Drones are some of the most universally opposed tools available to law enforcement, and for good reason.  These “Unmanned Aircraft Systems” could easily be used in a variety of ways which are completely contradictory to Americans’ Constitutional Rights, such as the right to due process, or freedom from unreasonable search and seizure.

Routine aerial surveillance is the strongest concern.  Drones would allow the tracking and recording of every move and action made in the US.  This information could be punished directly, or possibly be used as part of unrelated legal arguments.  The Constitution explicitly requires warrants for government investigation of people’s personal lives, but routine aerial surveillance would completely eliminate this Constitutional privacy.

The notion of armed drones able to kill or incapacitate citizens is possibly even more disturbing.  Such weapons have already been used for the targeted killing of American citizens overseas, and while that could be perceived as having legal precedent, bringing armed drones to American soil is a chilling thought.  Numerous military-style vehicles are already being introduced to police departments across the country, and opposing Free State Project, and other groups has been cited as the reason for such a need. Peaceful groups like the Free State Project have even been called “domestic terrorists” in order to acquire grants to purchase para-military armored vehicles.

US commercial airspace will be opened to drones in less than two years, and in preparation for such an event, with an eye to the possible abuses of the devices, many states have taken it upon themselves to regulate the use of unmanned aircraft.  Virginia was the first state to enact such a law on April 3, 2013, and it was quickly followed by ten other states, including Idaho, Florida and Tennessee.  In all, 43 states have introduced a total of 115 bills attempting to regulate drones.

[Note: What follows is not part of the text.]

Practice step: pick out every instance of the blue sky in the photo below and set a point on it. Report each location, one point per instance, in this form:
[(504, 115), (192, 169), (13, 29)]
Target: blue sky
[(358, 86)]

Many of these laws – such as in Virginia, Idaho, Florida and Tennessee – require law enforcement to obtain a warrant in order to use drones.  Most states make exceptions for emergency situations, such as Amber alerts, to prevent loss of life, or for use by the National Guard.  While Idaho doesn’t provide special rules for such situations, Texas makes considerably more exceptions, allowing for drone use in oil pipeline safety and academic research.

Montana’s requirement for a search warrant is slightly more focused, dictating when information obtained via drone can be admitted as evidence in any prosecution or court proceeding.  Alaska created a task force to submit a final report in July 2014, and Hawaii has created degree programs to train people in the use of aircraft.  Fourteen states and multiple cities have adopted a variety of resolutions on the use of drones.

Meanwhile, 24 states have applied to be drone testing sites, and 81 government entities have applied for permission to fly drones in US airspace.  These include universities, police departments, community colleges, research institutes, military organizations, and various state and federal government departments.

The National Center for Policy Analysis expects up to 30,000 drones to be flying over US soil by 2020, but their use in America has already begun.  In August 2011, a Predator drone was used to resolve a conflict over cattle in North Dakota.  One farmer was accused by his neighbor of refusing to return six cows which had strayed onto his land.  A SWAT team standoff developed, and in response the US Department of Homeland Security deployed a surveillance drone to watch the farmer and his family.  The incident ended peacefully, but numerous other, similar events have occurred nationwide.

Though drone use on the battlefield can make soldiers’ jobs safer and more effective, the use of unmanned aircraft systems and other military weapons by law enforcement on US soil is a disturbing thought.  Such weapons would – and already do – give government agencies increasing power over citizens while infringing on those very citizens’ rights.  Laws and resolutions passed by states are reassuring, but the number of applications to be test sites is equally unnerving.